In 1928, the Northwest Park District built a two-story brick fieldhouse designed by architect Walter W. Ahlschlager. It is similar to Ahlschlager's fieldhouses at Riis Park and Simons Park. Kelvyn Park became part of the Chicago Park District in 1934, when the city's independent park commissions were consolidated into a single agency.

===Modern improvements===
The playground was renovated in fall 2014 through the Chicago Plays! initiative.

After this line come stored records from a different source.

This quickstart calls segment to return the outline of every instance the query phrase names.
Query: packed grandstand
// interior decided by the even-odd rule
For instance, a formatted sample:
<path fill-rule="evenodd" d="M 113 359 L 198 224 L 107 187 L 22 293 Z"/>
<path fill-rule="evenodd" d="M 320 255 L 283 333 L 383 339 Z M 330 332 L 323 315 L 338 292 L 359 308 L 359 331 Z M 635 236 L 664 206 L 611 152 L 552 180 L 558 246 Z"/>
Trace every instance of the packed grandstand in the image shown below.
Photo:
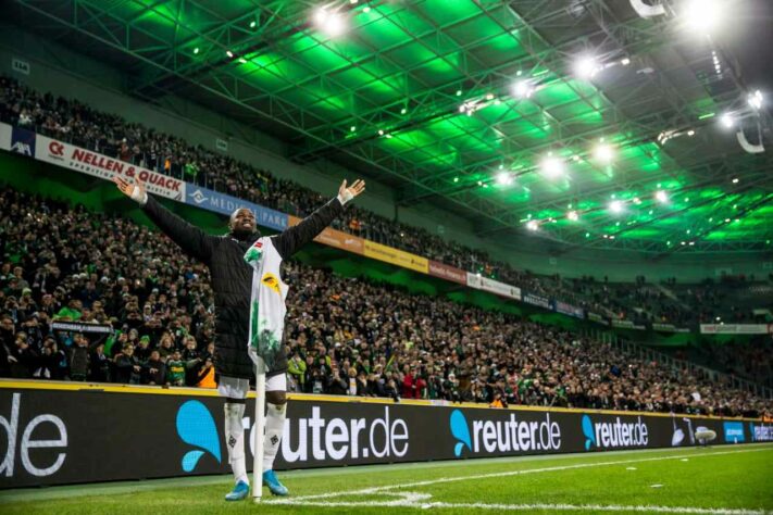
<path fill-rule="evenodd" d="M 323 199 L 80 101 L 8 77 L 0 87 L 0 121 L 16 127 L 298 216 Z M 202 264 L 126 217 L 9 187 L 0 204 L 0 376 L 214 385 L 213 302 Z M 619 319 L 747 322 L 765 316 L 753 307 L 770 307 L 770 277 L 654 285 L 644 277 L 612 284 L 540 276 L 363 208 L 349 209 L 334 227 Z M 644 360 L 514 315 L 298 261 L 286 264 L 284 277 L 291 286 L 285 344 L 292 391 L 750 416 L 771 410 L 770 400 L 700 369 Z M 683 356 L 761 380 L 771 376 L 766 340 Z"/>
<path fill-rule="evenodd" d="M 80 99 L 36 91 L 5 76 L 0 76 L 0 121 L 301 217 L 323 199 L 320 192 L 223 153 L 98 112 Z M 653 284 L 632 274 L 628 282 L 615 284 L 603 276 L 566 278 L 515 269 L 481 249 L 387 219 L 362 206 L 350 206 L 333 227 L 535 294 L 561 299 L 611 319 L 683 327 L 771 319 L 773 274 L 726 276 L 699 285 L 682 285 L 677 278 Z"/>
<path fill-rule="evenodd" d="M 213 385 L 202 264 L 117 215 L 11 188 L 0 204 L 0 376 Z M 771 409 L 748 391 L 513 315 L 297 261 L 284 278 L 291 391 L 725 415 Z M 750 352 L 759 355 L 735 356 L 762 356 L 757 366 L 770 373 L 770 353 Z"/>

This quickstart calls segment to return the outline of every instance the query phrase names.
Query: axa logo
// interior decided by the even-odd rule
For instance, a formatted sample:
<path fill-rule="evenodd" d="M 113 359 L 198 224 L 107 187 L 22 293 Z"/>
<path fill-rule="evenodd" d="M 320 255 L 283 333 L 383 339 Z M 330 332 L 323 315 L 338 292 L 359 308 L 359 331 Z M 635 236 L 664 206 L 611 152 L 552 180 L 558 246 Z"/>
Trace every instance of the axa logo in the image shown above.
<path fill-rule="evenodd" d="M 13 146 L 11 147 L 11 151 L 24 155 L 33 155 L 33 147 L 23 141 L 16 141 L 15 143 L 13 143 Z"/>
<path fill-rule="evenodd" d="M 200 189 L 197 189 L 196 191 L 190 193 L 189 197 L 194 199 L 194 202 L 196 202 L 197 204 L 209 200 L 209 197 L 204 196 L 204 193 L 202 193 Z"/>
<path fill-rule="evenodd" d="M 647 447 L 649 443 L 649 429 L 647 424 L 637 417 L 636 422 L 625 423 L 615 417 L 614 422 L 594 423 L 590 416 L 583 415 L 583 435 L 585 435 L 585 450 L 591 447 L 599 449 L 619 447 Z"/>
<path fill-rule="evenodd" d="M 51 141 L 48 143 L 48 151 L 51 155 L 64 155 L 64 146 L 59 141 Z"/>
<path fill-rule="evenodd" d="M 453 454 L 457 457 L 462 455 L 462 451 L 466 447 L 472 451 L 472 440 L 470 438 L 470 427 L 464 413 L 459 410 L 451 412 L 451 435 L 457 439 L 457 444 L 453 447 Z"/>
<path fill-rule="evenodd" d="M 196 449 L 183 456 L 183 470 L 196 468 L 201 456 L 210 453 L 221 463 L 220 436 L 210 411 L 199 401 L 187 401 L 177 410 L 177 435 Z"/>

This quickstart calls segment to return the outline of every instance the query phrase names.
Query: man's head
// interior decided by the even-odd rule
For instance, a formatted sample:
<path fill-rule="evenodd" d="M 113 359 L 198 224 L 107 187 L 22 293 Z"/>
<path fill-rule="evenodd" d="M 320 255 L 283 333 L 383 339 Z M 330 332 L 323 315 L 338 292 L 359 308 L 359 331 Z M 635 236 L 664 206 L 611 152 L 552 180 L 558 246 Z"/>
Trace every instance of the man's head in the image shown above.
<path fill-rule="evenodd" d="M 247 208 L 234 211 L 230 214 L 228 229 L 237 238 L 251 235 L 255 231 L 255 215 Z"/>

In 2022, a proposal submitted by the Kelvyn Park Advisory Council received a $1.5 million Chicago Works Community Challenge award for fieldhouse roof repairs and accessibility improvements. On May 8, 2024, the Park District Board approved a contract with All-Bry Construction Company for up to $2.933 million. The project included a new accessible ramp, exterior stairs and front plaza; renovated bathrooms and clubrooms; roof and utility repairs; environmental remediation; and mechanical, electrical, and plumbing work.

==Facilities==
The fieldhouse contains a fitness center, gymnasium, auditorium, meeting rooms, and a small kitchen. The grounds include two walking paths, two softball fields, a combined football and soccer field, basketball and volleyball courts, two tennis courts, horseshoe courts, a playground, and a water-spray feature.